UES pt. 1: Movin’ on up

Today was all about investments in the future and trips to the past.

I’m on the UES by accident. At a diner, or what Upper East Siders call a diner. In a city pervaded by culture, even the diners are dry here. But it’s still an ok place to come and talk to you for a bit.

So here’s how I got to be here. I had a dentist in Bushwick. But I didn’t want a dentist in Bushwick. I’m done with shitty dentists. I’m 40, it’s time to start acting like an adult. So I did what adults do and I asked my bestest friend from 4th grade for a recommendation. Michael, widely known to Manhattanites as a terrible pick for restaurants (Eataly notwithstanding), did me right.

I just had to back track six times to find the place. Finally on my way, I managed to follow the same guy from 86th and Lex to my dentist’s building. He was on a mission…to take shitty pictures with what had to be a newish camera. I only say that because he was doing the baby photographer thing of taking pictures of things no one wants to see. Pigeons mostly. If I’m wrong, I’m wrong big time and his pictures will be hung all over the Guggenheim in a couple of months. It’s like they say, “Out with the Basquiats, in with the winged rats who eat French Fries.” Or something like that.

The dentist was great and the Latina assistants were very sweet to me. I’m going to be spending a king’s ransom in that office, so it’s good that I like them. I decided to make the most of being in a neighborhood where ten-year old boys wear blazers and the seas part for pregnant Asian women and head to Zitomer Department Store.

The walk was pleasant enough. The weather is transitional today and the sky is overcast. Which is why you find women dressed for every weather eventuality. Like a puffer jacket and flip flops. Or a sleeveless Lily Pulitzer dress and a scarf. WASPS may dress expensive, but it doesn’t mean that they dress well. Me, I’m in pajamas because I expected to be on the UWS because I’m dyslexic and today is Rosh Hashanah (Shana Tova, Michael and Happy Jew Year to you 🍎). But mostly, I just feel like no one is having good sex on the UES. No one looks appetizing and no one looks satisfied.
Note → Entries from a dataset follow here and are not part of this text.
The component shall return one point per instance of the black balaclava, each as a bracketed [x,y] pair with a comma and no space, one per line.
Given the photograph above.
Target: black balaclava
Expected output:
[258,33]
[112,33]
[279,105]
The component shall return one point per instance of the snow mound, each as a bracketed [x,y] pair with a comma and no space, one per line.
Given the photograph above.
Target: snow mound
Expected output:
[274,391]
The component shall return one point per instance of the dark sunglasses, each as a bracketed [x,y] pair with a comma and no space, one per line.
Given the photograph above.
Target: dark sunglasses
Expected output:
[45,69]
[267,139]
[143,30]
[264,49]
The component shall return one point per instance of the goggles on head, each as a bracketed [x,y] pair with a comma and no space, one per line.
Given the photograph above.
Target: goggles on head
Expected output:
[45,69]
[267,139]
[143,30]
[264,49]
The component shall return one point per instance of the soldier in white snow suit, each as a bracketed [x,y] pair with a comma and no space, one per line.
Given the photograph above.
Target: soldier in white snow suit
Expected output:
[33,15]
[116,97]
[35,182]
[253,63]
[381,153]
Anyway, wearing pajamas on the UES is anathema. Sure, these are from Anthropologie and they look like clothes anywhere else in the city. But unless your pajamas are made of tweed, they are not gonna pass up here for clothes. Lucky for me, I wore my Gucci bow pinned to my jacket. The ladies at Alexis Bittar commented on it (see, Michael, I didn’t forget). But I’ve long ago learned the trick for fitting in amongst the rich is to just act mildly disgusted and nonplussed.

Rich is rich is rich no matter where you are on the planet. It’s universal. And nothing is more universal than a facial expression that says that nothing is ever quite good enough. Which brings me to Zitomer.

Zitomer is a place I heard about years ago from someone’s Insta feed. It’s legendary. For what, I’m not sure, but I figured I had to check it out. One step in and I knew where I was. Bracker’s c. 1992, down to the elevator. It had so much stuff that my mother (for whom nothing is ever quite good enough) would buy: velvet scrunchies, giant headbands, clips, rabbit fur earmuffs, stockings. Basically anything you’d see on a woman named Buffy. I couldn’t help myself. I bought a houndstooth headband, shoe inserts for plantar fasciitis and a black velvet turban. Told you I was investing in my future.

I’m wearing the headband right now, and I think it elevates the whole pajama look. This diner is sad. Maybe because of the holiday, but I think it just is sad. Across the way from my booth are what have to be a mother and son. He’s very cute (the pic’s not great). And he seems like the kind of shitty son that only makes time for his mother when he needs money.

I have to decide whether to make my move and head back to mundane Bed Stuy or do some more window shopping and eavesdropping up here. In any case, it’s been a trip.